Charles M. Schulz unpublished comic strip featuring adults unveiled
SANTA ROSA, Calif., – Charles M. Schulz created some of the world’s most recognizable young characters, but Peanuts was not his only foray into the funny pages. Adults by Schulz, on view June 17, 2021 through January 16, 2022 at the Charles M. Schulz Museum and Research Center, shares Schulz’s process and experimentation in portraying teen and adult characters.
Sometime in the mid-1950s, Schulz developed a concept for a workplace humor strip featuring adults. He titled it Hagemeyer after his close friend from the Army. The strip was proposed to United Feature Syndicate as a new strip by Charles Schulz and was drawn on blank Peanuts frame templates from this era. Until now, all seven strips have never been seen together in person or in publication.
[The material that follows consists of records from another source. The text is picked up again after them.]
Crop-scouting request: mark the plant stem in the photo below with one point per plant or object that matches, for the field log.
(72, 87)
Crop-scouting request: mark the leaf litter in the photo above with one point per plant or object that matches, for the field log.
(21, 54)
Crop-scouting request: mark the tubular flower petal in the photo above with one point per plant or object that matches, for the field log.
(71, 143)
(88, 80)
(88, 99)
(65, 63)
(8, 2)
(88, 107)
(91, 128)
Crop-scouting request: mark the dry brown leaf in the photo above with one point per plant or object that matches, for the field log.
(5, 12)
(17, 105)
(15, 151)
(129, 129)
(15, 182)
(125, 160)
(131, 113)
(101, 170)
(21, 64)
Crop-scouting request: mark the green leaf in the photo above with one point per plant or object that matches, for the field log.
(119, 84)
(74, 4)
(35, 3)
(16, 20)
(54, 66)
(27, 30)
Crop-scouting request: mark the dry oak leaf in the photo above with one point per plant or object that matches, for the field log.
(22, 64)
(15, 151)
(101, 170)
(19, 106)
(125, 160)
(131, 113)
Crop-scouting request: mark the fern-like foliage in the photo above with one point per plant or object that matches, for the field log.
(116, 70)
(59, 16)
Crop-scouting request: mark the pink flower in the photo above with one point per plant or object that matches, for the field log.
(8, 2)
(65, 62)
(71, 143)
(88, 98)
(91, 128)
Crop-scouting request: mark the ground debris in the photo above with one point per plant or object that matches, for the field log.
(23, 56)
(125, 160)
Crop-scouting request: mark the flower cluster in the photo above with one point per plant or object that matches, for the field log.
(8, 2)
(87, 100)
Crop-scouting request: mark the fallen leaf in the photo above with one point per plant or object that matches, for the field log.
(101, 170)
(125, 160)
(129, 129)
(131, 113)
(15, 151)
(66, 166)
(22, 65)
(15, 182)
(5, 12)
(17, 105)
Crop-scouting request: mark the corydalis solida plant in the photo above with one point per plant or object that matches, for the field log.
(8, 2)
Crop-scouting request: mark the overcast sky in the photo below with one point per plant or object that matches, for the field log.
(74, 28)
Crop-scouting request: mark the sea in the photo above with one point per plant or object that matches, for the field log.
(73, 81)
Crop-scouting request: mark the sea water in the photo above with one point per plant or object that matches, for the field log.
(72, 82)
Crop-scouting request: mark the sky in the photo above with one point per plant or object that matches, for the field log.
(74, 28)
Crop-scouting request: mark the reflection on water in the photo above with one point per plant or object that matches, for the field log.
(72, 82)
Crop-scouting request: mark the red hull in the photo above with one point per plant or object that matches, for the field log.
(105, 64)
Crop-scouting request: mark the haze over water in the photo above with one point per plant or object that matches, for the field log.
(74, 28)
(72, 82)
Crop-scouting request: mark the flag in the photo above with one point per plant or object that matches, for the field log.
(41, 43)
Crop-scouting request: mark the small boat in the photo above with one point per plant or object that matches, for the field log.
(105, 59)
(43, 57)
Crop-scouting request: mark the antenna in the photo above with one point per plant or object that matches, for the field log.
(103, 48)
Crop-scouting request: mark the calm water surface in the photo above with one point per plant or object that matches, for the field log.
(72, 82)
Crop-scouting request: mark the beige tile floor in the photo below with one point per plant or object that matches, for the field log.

“You don’t get to say, Here is a brand-new strip from Charles M. Schulz,’ many times in your life, but that is exactly what we have.”Curator Benjamin L. Clark
“You don’t get to say, ‘Here is a brand-new strip from Charles M. Schulz,’ many times in your life, but that is exactly what we have,” said Curator Benjamin L. Clark. “The stretched out lanky characters would never fit in a Peanuts strip, but looking at them, we can’t help but recognize that they can only be from the pen of Charles Schulz.”
Adults by Schulz allows visitors a rare opportunity to see characters differing from the beloved Peanuts Gang. While the Museum owned four of the Hagemeyer strips already in its collection, the additional three were previously not known to exist prior to acquiring them at auction in 2020.
The exhibition will also feature artwork by Schulz from the Saturday Evening Post, along with Young Pillars, a single panel comic whose characters resemble Peanuts characters as teenagers, and It’s Only a Game, one of Schulz’s only collaborations with another artist.
“Schulz started out drawing adults but ultimately found success drawing children, though we can’t help but daydream ‘what if’,” said Clark. “It’s just extraordinary to unveil four sets of different adult artwork and consider the possibility that one of them could have ended up being the worldwide comic phenomenon.”